Here I must tip my hat to the Foreign Service Institute for its instrumental role in bringing about this change. As Ruth Davis fans will know from her September FSJ interview on being named winner of AFSA’s Lifetime Contributions to American Diplomacy award this year, one of her proudest achievements was helping stand up the Leadership and Management School at FSI in 2001.
It’s not simply that, as a former dean of LMS, I’m a cheerleader for leadership training—which, of course, I am. The point is this: On the basis of the structured conversations we’ve held, I can faithfully report that, far from resenting or resisting leadership training (which may be how members of my generation and before recall prevailing attitudes), many of today’s mid-level FSOs place great value on FSI’s leadership and management training—and they want more of it.
Some members note that, with mid-ranks fully staffed for the first time in decades, the Foreign Service is now in a position to expand training opportunities.
One sign of the cultural change taking place at State is the first-ever Leadership Day, scheduled for Dec. 13 in the Dean Acheson Auditorium. At the request of AFSA’s new—and admittedly nascent—working group on leadership excellence, chaired by a Governing Board member active in the Culture of Leadership Initiative (iLead), I promised to give the event a plug in my column and urge members to participate.

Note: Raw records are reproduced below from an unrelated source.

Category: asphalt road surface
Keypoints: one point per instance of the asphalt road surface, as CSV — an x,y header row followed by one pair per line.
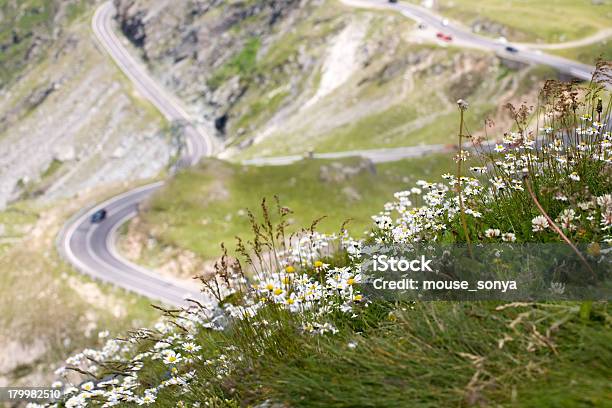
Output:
x,y
465,37
90,247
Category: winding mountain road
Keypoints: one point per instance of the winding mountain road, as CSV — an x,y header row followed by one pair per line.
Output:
x,y
90,247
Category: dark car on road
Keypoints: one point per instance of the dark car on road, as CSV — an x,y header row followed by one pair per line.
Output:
x,y
98,216
444,37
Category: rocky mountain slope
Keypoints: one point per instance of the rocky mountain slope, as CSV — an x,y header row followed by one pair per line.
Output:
x,y
282,77
70,122
28,27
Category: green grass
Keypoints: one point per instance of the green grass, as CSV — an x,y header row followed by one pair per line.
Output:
x,y
45,304
427,354
241,64
203,207
531,21
588,54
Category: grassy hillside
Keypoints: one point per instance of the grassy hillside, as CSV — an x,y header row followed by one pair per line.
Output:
x,y
306,326
203,207
48,309
548,21
589,54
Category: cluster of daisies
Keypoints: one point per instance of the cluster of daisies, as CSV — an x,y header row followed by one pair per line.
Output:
x,y
427,212
301,281
303,284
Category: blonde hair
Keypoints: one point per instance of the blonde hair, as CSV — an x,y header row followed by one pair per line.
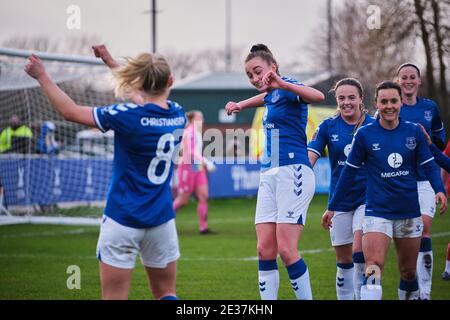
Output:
x,y
148,73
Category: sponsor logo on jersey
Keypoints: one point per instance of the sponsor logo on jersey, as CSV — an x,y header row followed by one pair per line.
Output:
x,y
347,149
395,160
314,137
275,96
290,215
394,174
411,143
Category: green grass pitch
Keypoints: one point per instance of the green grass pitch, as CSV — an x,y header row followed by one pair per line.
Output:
x,y
34,258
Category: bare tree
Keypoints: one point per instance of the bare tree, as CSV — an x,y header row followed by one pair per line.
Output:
x,y
370,55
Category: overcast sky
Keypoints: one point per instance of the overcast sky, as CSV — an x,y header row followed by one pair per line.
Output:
x,y
183,25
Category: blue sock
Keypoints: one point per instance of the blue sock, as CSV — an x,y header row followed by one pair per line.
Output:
x,y
358,274
299,276
408,290
344,281
424,268
269,279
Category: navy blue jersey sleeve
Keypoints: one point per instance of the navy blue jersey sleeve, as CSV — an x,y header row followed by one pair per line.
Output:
x,y
354,162
441,159
437,128
423,153
426,161
319,139
433,174
292,96
357,156
116,117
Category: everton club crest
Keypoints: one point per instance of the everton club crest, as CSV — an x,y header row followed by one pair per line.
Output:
x,y
411,143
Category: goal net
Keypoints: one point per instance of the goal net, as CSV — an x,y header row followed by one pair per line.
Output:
x,y
52,170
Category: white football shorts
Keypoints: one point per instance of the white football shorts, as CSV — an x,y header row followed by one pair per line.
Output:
x,y
427,198
284,194
401,228
345,224
118,245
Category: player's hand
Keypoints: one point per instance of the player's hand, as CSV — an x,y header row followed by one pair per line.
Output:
x,y
272,80
442,199
326,219
34,67
101,52
427,136
233,107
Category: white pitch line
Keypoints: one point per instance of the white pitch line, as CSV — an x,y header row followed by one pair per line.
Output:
x,y
44,234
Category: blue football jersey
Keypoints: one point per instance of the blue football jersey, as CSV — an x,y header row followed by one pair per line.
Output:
x,y
284,122
425,112
391,158
338,135
145,137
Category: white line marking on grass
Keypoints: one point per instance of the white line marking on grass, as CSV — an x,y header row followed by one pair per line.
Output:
x,y
44,233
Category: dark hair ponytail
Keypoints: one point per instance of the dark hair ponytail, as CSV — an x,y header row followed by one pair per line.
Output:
x,y
262,51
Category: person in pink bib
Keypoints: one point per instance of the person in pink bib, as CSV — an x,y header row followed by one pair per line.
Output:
x,y
192,170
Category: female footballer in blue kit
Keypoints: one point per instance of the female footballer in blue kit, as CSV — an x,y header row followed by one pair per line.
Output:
x,y
287,181
391,149
346,235
426,113
138,218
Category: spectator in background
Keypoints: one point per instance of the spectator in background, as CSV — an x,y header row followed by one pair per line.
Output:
x,y
16,137
47,143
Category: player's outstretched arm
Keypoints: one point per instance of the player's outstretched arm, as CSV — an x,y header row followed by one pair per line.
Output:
x,y
326,219
253,102
308,94
58,98
102,52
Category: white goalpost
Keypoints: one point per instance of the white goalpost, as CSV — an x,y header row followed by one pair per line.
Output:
x,y
52,171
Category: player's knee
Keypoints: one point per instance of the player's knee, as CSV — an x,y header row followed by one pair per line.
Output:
x,y
266,251
408,273
287,254
374,269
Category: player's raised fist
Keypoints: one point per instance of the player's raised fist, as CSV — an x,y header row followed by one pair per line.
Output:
x,y
34,67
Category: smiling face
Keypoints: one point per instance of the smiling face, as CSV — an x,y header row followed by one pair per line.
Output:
x,y
409,81
349,102
256,68
388,104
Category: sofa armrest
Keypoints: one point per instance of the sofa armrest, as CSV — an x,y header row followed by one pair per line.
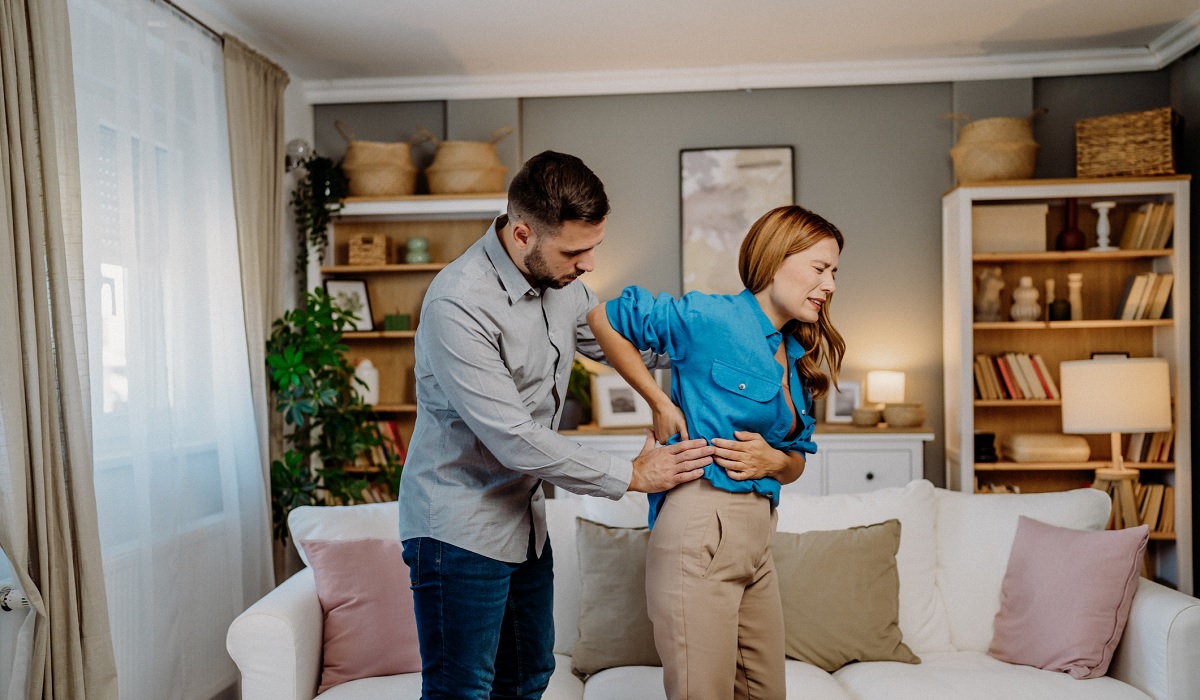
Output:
x,y
1157,652
276,642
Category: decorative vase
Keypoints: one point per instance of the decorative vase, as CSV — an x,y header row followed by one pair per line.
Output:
x,y
1071,237
1102,226
1056,309
1025,301
418,250
1075,294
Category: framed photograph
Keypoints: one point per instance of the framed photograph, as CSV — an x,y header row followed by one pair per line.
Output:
x,y
352,295
840,404
616,404
721,192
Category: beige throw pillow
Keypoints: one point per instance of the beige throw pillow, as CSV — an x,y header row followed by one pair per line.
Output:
x,y
841,596
615,627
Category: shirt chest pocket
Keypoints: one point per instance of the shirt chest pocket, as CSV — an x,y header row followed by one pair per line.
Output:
x,y
743,383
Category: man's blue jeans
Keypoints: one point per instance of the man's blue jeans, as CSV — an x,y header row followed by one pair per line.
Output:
x,y
486,628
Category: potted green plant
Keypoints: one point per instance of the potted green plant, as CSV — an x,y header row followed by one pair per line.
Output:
x,y
317,197
577,407
331,431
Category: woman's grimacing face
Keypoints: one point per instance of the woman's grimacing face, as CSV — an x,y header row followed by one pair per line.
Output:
x,y
802,285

For more information about Leadership Day and the work of iLead, a voluntary group of employees dedicated to improving leadership throughout the State Department, go to www.afsa.org/leadership.
AFSA recognizes the priority members place on fostering strong leadership and management in the Foreign Service. While bearing in mind the need to respect lanes and the important work others are doing, AFSA would like to do our part to champion leadership excellence.
We are weighing options for doing just that, such as bringing in speakers to feed the conversation and perhaps spark related submissions to the FSJ. Another proposal is to use an online video conferencing service to host a conversation in early 2017 with members currently stationed abroad to bring them into the discussion and point them to resources they can use to launch leadership groups at their posts.
As we develop an action plan at AFSA for doing our part to cultivate leadership excellence, I encourage you to develop your own action plan. Participate in Leadership Day, answer iLead’s call to share stories of your success improving leadership where you work, and let us know your ideas.